In the house of the new tenant, Sergeant M'Alpin found, however, an
unexpected source of pleasure, and a means of employing his social
affections. His sister Janet had fortunately entertained so strong a
persuasion that her brother would one day return, that she had refused
to accompany her kinsfolk upon their emigration. Nay, she had consented,
though not without a feeling of degradation, to take service with the
intruding Lowlander, who, though a Saxon, she said, had proved a kind
man to her. This unexpected meeting with his sister seemed a cure
for all the disappointments which it had been Sergeant More's lot to
encounter, although it was not without a reluctant tear that he
heard told, as a Highland woman alone could ten it, the story of the
expatriation of his kinsmen.

She narrated at great length the vain offers they had made of advanced
rent, the payment of which must have reduced them to the extremity of
poverty, which they were yet contented to face, for permission to live
and die on their native soil. Nor did Janet forget the portents which
had announced the departure of the Celtic race, and the arrival of the
strangers.

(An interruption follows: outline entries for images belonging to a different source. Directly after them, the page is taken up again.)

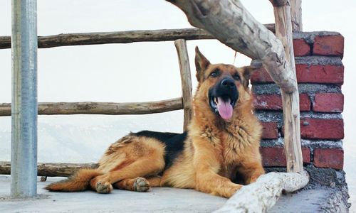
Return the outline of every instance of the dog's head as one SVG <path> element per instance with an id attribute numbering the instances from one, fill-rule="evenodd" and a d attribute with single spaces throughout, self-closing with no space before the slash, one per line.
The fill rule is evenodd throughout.
<path id="1" fill-rule="evenodd" d="M 209 104 L 215 116 L 224 121 L 229 121 L 236 109 L 249 102 L 251 94 L 248 82 L 252 72 L 257 66 L 236 67 L 231 65 L 211 64 L 195 48 L 197 79 L 199 82 L 195 99 L 204 100 Z"/>

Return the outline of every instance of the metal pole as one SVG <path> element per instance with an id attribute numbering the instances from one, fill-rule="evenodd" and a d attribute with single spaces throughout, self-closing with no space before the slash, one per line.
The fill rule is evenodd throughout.
<path id="1" fill-rule="evenodd" d="M 11 0 L 13 198 L 37 194 L 37 1 Z"/>

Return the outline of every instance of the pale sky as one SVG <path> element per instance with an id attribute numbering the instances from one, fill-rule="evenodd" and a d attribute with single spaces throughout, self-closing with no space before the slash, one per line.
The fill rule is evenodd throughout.
<path id="1" fill-rule="evenodd" d="M 268 0 L 241 2 L 263 23 L 274 23 Z M 0 0 L 0 36 L 11 34 L 11 1 Z M 304 31 L 340 32 L 345 37 L 345 160 L 355 159 L 356 1 L 303 0 Z M 184 13 L 163 0 L 38 0 L 38 35 L 191 27 Z M 188 41 L 211 62 L 232 63 L 234 54 L 216 40 Z M 173 42 L 136 43 L 38 50 L 38 102 L 143 102 L 181 96 Z M 238 55 L 236 65 L 249 60 Z M 0 103 L 11 102 L 11 50 L 0 50 Z M 193 84 L 195 85 L 195 79 Z M 0 117 L 0 122 L 9 121 Z M 352 164 L 352 163 L 351 163 Z M 350 171 L 356 168 L 346 168 Z"/>

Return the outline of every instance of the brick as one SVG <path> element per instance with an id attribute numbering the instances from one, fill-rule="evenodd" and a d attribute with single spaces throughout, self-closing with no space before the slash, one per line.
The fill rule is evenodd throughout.
<path id="1" fill-rule="evenodd" d="M 344 37 L 342 36 L 318 36 L 314 40 L 313 55 L 344 55 Z"/>
<path id="2" fill-rule="evenodd" d="M 306 139 L 340 140 L 344 138 L 342 119 L 300 119 L 300 136 Z"/>
<path id="3" fill-rule="evenodd" d="M 344 110 L 344 95 L 342 93 L 315 94 L 313 111 L 318 112 L 342 112 Z"/>
<path id="4" fill-rule="evenodd" d="M 344 67 L 332 65 L 295 65 L 298 83 L 337 84 L 344 83 Z"/>
<path id="5" fill-rule="evenodd" d="M 257 110 L 282 110 L 282 97 L 279 94 L 255 95 L 253 105 Z M 299 94 L 299 107 L 302 111 L 310 110 L 310 99 L 307 94 Z"/>
<path id="6" fill-rule="evenodd" d="M 310 46 L 304 39 L 294 39 L 293 40 L 294 56 L 310 55 Z"/>
<path id="7" fill-rule="evenodd" d="M 261 147 L 262 163 L 266 167 L 286 166 L 286 153 L 283 147 Z M 302 148 L 303 162 L 310 163 L 310 150 Z"/>
<path id="8" fill-rule="evenodd" d="M 344 151 L 340 148 L 315 148 L 314 165 L 342 170 L 344 167 Z"/>
<path id="9" fill-rule="evenodd" d="M 253 72 L 251 76 L 251 83 L 271 83 L 274 82 L 269 74 L 264 68 L 258 69 Z"/>
<path id="10" fill-rule="evenodd" d="M 277 122 L 262 122 L 262 138 L 276 139 L 278 138 L 278 125 Z"/>
<path id="11" fill-rule="evenodd" d="M 295 70 L 298 83 L 326 83 L 339 85 L 344 83 L 343 66 L 297 64 Z M 273 80 L 267 71 L 261 68 L 253 72 L 251 82 L 251 84 L 273 83 Z"/>

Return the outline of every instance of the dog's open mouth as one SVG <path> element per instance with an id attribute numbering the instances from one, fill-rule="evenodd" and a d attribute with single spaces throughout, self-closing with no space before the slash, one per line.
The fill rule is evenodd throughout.
<path id="1" fill-rule="evenodd" d="M 231 100 L 228 95 L 210 96 L 210 106 L 216 113 L 219 113 L 224 120 L 229 120 L 232 117 L 235 104 L 236 100 Z"/>

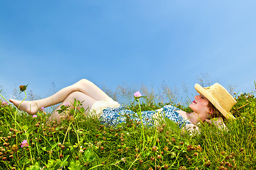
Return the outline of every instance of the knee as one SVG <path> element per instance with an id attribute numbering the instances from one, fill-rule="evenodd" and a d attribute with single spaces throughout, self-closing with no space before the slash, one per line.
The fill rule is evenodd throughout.
<path id="1" fill-rule="evenodd" d="M 74 99 L 79 96 L 82 93 L 80 91 L 73 91 L 68 96 L 68 98 L 70 99 Z"/>
<path id="2" fill-rule="evenodd" d="M 86 86 L 88 85 L 93 84 L 93 83 L 91 81 L 89 81 L 86 79 L 82 79 L 79 80 L 77 83 L 79 86 Z"/>

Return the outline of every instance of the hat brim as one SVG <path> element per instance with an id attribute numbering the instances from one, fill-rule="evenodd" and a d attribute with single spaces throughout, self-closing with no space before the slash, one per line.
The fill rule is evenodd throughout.
<path id="1" fill-rule="evenodd" d="M 202 87 L 198 84 L 196 84 L 194 88 L 199 94 L 204 95 L 204 96 L 205 96 L 218 109 L 218 110 L 221 113 L 221 114 L 225 118 L 228 120 L 235 119 L 235 118 L 230 112 L 227 112 L 226 110 L 225 110 L 218 103 L 217 100 L 204 87 Z"/>

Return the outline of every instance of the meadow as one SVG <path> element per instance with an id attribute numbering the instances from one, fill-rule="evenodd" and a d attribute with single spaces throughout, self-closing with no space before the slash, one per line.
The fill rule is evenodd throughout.
<path id="1" fill-rule="evenodd" d="M 122 89 L 133 98 L 131 90 Z M 132 101 L 126 108 L 140 112 L 176 103 L 158 102 L 154 93 Z M 168 91 L 166 91 L 168 92 Z M 24 91 L 26 92 L 26 91 Z M 110 92 L 111 93 L 111 92 Z M 169 96 L 168 96 L 169 95 Z M 112 96 L 113 98 L 114 96 Z M 238 103 L 231 113 L 235 120 L 226 121 L 228 130 L 201 124 L 199 132 L 181 130 L 169 120 L 148 127 L 126 117 L 115 127 L 101 124 L 95 117 L 84 118 L 86 108 L 62 106 L 69 110 L 60 124 L 45 122 L 50 112 L 35 116 L 0 103 L 0 167 L 1 169 L 256 169 L 256 99 L 254 92 L 234 94 Z"/>

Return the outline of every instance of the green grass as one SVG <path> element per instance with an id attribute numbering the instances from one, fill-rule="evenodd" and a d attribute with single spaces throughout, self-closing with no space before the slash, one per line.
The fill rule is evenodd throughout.
<path id="1" fill-rule="evenodd" d="M 228 131 L 205 125 L 191 135 L 168 120 L 144 127 L 127 118 L 117 127 L 84 118 L 72 109 L 60 125 L 45 125 L 48 114 L 37 118 L 0 107 L 0 167 L 2 169 L 255 169 L 256 100 L 252 94 L 236 97 L 236 120 Z M 77 101 L 75 106 L 79 103 Z M 142 103 L 142 110 L 164 103 Z M 189 108 L 177 106 L 185 110 Z M 133 103 L 126 106 L 139 111 Z M 62 107 L 63 111 L 67 108 Z M 16 122 L 15 122 L 16 119 Z M 21 147 L 28 140 L 29 146 Z"/>

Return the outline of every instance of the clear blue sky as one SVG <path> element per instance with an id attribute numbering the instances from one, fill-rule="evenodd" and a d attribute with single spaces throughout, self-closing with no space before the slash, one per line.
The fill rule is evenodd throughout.
<path id="1" fill-rule="evenodd" d="M 191 92 L 201 73 L 254 89 L 256 1 L 1 1 L 0 86 L 45 97 L 82 78 L 100 87 L 165 80 Z"/>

For two years previous to the emigration, when the night wind
howled dawn the pass of Balachra, its notes were distinctly modelled
to the tune of "HA TIL MI TULIDH" (we return no more), with which the
emigrants usually bid farewell to their native shores. The uncouth cries
of the Southland shepherds, and the barking of their dogs, were often
heard in the midst of the hills long before their actual arrival.
A bard, the last of his race, had commemorated the expulsion of the
natives of the glen in a tune, which brought tears into the aged eyes of
the veteran, and of which the first stanza may be thus rendered:--

Woe, woe, son of the Lowlander,
Why wilt thou leave thine own bonny Border?
Why comes thou hither, disturbing the Highlander,
Wasting the glen that was once in fair order?